To Know Him
- Jared Jenkins
- Nov 16, 2019
- 2 min read

"My goal is to know him and the power of his resurrection and the fellowship of his sufferings, being conformed to his death" (Phil. 3:10)
There is no greater joy. No greater gain. No greater goal. For just as Paul has said, I "count everything as loss because of the surpassing worth of knowing Christ Jesus my Lord" (Phil. 3:8).
How radical does this sound? Everything as loss. Yet that is the brilliance of Paul's thinking and the wonder of knowing Christ. The apostle does not negate the worth of relationships, or prestige, or reason. However, He speaks to the reality that Christ is far more precious than all these things.
Christ, because of who He is and what He has done, is of infinitely more worth than anything else we can gain either in heaven or on earth. Anything else can fall by the wayside of the mind and, in the ultimate sense, be counted as nothing. The worth attributed to the things that we possess- money, power, relationships, etc.- is ultimately found in their ability to help us gain more knowledge of Christ.
I was asked within the last couple of weeks, "Jared, if God is so great and incomprehensible, why do we study Him in theology?" A fair question, if you might ask.

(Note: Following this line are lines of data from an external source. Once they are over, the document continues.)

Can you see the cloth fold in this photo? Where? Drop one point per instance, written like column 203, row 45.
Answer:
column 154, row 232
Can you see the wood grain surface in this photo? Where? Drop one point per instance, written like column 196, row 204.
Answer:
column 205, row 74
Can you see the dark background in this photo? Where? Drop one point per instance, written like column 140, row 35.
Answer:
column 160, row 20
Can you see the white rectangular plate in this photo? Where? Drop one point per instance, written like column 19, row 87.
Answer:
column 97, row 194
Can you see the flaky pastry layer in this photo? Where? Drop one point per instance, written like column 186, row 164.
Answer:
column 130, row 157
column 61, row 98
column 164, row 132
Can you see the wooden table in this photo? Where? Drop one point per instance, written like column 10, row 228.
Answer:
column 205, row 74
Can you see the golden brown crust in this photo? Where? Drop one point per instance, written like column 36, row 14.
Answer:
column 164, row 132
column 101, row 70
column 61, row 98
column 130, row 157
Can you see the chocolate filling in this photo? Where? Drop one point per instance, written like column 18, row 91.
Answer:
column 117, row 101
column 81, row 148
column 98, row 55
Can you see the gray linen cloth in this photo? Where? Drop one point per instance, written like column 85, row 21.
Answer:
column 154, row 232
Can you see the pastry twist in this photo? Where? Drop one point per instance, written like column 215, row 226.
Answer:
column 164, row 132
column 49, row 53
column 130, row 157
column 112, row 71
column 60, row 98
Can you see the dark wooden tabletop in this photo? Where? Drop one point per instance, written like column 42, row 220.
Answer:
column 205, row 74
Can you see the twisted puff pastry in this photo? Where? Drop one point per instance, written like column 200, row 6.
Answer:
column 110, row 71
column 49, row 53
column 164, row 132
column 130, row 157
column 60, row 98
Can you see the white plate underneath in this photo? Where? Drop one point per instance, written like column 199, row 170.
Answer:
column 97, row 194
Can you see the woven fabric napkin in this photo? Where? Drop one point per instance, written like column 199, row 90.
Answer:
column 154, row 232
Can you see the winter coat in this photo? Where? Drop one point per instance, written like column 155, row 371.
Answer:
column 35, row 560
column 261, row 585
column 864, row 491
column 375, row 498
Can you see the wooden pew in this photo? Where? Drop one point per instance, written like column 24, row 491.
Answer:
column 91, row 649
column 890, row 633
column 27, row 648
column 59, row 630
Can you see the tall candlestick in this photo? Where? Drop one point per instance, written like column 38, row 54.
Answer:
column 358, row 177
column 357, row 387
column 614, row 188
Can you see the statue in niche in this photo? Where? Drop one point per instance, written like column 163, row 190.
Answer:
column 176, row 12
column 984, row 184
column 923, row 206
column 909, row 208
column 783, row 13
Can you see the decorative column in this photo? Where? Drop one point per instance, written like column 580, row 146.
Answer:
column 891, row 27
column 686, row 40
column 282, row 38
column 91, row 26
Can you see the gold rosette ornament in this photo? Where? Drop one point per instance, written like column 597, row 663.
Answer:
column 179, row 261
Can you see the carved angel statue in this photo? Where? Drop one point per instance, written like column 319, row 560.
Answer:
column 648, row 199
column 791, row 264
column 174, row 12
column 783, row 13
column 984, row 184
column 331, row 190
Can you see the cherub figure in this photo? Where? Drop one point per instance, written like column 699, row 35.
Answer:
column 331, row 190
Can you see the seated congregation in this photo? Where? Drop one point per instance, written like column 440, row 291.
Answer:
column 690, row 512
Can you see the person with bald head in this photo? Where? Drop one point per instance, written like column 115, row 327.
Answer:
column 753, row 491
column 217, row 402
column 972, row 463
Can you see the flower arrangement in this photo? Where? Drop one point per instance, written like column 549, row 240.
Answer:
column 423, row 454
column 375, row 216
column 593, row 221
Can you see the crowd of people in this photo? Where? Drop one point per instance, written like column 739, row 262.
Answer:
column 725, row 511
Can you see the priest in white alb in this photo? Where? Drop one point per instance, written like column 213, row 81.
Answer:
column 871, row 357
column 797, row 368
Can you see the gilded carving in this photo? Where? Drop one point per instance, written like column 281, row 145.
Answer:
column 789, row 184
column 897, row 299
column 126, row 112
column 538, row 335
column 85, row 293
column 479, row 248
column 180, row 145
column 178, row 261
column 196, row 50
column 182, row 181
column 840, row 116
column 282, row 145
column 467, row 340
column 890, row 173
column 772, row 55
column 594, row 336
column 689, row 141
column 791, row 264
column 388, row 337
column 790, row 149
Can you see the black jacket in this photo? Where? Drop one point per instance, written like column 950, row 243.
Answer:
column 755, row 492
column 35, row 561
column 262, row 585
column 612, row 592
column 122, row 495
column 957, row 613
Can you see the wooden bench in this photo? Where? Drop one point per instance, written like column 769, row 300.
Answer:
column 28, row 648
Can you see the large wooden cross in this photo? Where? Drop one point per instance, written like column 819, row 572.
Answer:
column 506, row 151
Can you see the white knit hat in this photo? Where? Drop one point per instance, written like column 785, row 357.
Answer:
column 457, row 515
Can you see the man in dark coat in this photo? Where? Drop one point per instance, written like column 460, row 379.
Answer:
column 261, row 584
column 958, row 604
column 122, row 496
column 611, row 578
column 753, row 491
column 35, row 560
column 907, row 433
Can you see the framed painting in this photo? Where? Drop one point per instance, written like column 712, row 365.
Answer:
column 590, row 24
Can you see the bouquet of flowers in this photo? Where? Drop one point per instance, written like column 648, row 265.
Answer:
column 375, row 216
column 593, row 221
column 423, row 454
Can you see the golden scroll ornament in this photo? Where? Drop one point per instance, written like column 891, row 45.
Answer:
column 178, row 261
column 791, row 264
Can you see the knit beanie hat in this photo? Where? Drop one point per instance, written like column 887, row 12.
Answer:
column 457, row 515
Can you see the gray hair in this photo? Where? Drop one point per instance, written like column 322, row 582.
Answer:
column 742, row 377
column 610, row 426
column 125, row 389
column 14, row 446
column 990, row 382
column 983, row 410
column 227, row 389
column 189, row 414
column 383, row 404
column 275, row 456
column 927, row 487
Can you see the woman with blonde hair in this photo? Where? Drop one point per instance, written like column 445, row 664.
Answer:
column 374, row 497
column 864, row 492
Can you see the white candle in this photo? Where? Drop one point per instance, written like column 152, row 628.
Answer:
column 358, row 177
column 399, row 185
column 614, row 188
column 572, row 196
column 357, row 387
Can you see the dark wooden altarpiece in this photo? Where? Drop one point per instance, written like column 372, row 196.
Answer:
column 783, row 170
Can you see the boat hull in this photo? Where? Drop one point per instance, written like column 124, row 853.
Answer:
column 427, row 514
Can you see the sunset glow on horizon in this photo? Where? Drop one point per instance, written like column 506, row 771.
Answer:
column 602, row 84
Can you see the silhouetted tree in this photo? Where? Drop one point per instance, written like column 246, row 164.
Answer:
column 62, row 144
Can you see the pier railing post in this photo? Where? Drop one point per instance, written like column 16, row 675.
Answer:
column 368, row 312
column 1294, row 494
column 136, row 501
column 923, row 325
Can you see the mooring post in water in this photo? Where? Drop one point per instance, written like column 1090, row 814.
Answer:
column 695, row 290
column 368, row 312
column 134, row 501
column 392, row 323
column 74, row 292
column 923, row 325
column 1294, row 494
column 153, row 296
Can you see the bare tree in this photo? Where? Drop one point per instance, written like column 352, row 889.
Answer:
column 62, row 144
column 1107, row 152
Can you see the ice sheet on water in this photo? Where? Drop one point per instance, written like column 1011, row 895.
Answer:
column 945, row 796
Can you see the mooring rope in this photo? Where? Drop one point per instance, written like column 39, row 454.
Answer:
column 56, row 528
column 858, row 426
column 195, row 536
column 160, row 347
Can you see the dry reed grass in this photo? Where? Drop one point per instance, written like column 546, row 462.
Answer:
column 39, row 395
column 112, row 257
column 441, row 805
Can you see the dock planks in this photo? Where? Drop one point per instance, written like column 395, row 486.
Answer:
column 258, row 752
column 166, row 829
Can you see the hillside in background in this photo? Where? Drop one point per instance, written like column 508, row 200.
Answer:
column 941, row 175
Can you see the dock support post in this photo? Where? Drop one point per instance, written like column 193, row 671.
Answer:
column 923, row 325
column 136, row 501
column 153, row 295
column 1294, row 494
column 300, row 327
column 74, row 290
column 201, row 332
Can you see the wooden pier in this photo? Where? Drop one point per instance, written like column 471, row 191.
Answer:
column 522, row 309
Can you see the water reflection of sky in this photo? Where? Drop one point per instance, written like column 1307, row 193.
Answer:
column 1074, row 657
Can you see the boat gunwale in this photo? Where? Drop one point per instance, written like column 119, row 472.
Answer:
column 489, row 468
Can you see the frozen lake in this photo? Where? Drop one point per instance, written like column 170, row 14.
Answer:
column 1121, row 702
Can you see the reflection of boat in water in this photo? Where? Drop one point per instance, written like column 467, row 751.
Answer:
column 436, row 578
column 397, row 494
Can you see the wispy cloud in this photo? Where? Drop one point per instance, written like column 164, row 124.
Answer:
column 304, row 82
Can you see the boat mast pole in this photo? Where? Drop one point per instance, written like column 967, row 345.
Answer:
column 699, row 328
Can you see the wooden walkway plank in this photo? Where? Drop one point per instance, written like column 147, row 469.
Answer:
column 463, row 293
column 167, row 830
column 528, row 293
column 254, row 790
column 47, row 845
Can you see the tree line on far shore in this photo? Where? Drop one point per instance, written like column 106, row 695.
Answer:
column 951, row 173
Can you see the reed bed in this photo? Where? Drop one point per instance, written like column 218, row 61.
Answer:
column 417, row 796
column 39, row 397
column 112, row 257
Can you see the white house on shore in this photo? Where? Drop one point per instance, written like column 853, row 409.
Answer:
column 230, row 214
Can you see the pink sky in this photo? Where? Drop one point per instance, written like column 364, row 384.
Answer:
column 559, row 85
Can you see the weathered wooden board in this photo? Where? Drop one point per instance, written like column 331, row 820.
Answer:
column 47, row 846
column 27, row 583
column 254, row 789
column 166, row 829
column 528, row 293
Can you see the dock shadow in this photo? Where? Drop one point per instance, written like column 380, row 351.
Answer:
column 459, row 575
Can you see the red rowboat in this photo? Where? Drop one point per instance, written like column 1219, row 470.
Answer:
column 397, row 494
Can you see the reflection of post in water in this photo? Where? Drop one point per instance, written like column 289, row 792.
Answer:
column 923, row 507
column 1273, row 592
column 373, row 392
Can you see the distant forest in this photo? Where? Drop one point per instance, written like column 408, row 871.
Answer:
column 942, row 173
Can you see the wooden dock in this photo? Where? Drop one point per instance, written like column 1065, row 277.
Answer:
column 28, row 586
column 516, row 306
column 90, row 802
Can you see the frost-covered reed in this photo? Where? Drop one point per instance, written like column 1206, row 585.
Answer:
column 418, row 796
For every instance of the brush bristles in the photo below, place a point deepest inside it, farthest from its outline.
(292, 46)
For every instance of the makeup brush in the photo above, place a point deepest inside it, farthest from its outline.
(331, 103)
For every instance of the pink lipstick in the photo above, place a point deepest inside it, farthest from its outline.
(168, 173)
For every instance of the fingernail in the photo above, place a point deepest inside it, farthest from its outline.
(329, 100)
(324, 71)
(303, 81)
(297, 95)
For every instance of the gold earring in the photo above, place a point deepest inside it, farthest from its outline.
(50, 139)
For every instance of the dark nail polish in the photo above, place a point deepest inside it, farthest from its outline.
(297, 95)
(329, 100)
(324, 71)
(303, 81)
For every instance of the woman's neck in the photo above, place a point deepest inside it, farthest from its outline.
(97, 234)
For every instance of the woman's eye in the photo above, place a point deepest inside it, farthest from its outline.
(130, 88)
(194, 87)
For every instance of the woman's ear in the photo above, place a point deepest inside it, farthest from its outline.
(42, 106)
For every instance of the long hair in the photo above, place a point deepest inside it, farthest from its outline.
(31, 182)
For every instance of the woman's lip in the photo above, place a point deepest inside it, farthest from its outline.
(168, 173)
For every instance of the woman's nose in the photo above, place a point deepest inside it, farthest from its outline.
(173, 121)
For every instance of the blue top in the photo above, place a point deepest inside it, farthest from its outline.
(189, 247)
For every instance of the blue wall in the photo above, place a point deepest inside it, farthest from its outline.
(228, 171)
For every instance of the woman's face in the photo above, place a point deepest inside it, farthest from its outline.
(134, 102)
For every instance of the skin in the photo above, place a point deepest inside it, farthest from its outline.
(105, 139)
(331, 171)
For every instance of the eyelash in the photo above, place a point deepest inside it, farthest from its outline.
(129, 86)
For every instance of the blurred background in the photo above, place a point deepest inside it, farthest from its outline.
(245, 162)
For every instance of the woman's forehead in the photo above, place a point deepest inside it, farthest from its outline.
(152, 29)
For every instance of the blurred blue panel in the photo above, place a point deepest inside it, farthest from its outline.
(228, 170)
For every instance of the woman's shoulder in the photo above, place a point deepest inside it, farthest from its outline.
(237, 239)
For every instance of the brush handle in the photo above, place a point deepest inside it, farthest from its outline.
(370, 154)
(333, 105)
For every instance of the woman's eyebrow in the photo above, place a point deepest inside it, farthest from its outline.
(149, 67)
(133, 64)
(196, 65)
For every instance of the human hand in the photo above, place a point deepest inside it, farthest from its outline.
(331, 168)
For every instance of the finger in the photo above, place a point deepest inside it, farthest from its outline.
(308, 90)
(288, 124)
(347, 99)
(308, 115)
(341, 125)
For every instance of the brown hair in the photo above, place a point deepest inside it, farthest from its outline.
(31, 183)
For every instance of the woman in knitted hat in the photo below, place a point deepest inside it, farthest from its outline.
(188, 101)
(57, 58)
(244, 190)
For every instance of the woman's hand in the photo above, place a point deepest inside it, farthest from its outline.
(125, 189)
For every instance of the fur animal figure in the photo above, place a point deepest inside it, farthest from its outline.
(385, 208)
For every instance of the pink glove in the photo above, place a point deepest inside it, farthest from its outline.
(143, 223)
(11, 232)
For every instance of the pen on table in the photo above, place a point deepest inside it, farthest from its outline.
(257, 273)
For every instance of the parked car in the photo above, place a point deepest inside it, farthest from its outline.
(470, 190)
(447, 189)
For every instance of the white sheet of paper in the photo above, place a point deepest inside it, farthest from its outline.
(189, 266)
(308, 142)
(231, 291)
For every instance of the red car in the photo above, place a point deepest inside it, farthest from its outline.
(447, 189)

"Well," I responded ", you know people. And you can have a relationship with one person your entire life and still not know everything about them. Yet you pursue that knowledge of them so that you can know them deeper and better. This is the same with God. We cannot know everything about Him (and infinitely so) for He is incomprehensible. Yet we pursue knowledge of Him so that we can know Him deeper and better." And He permits this pursuit because, in fact, He initiated it.
Here is the beauty of theology, that we can grow in our understanding and knowledge of our Savior. To open God's Word and let the truths that are written on our hearts and mind, then to share those truths to those around us in exhortation and encouragement. To let the men and women of present and of old preach and expose truths into our lives, so that we may grow in the knowledge and likeness not ultimately of them, but of Christ.
There is not greater joy than to know Christ.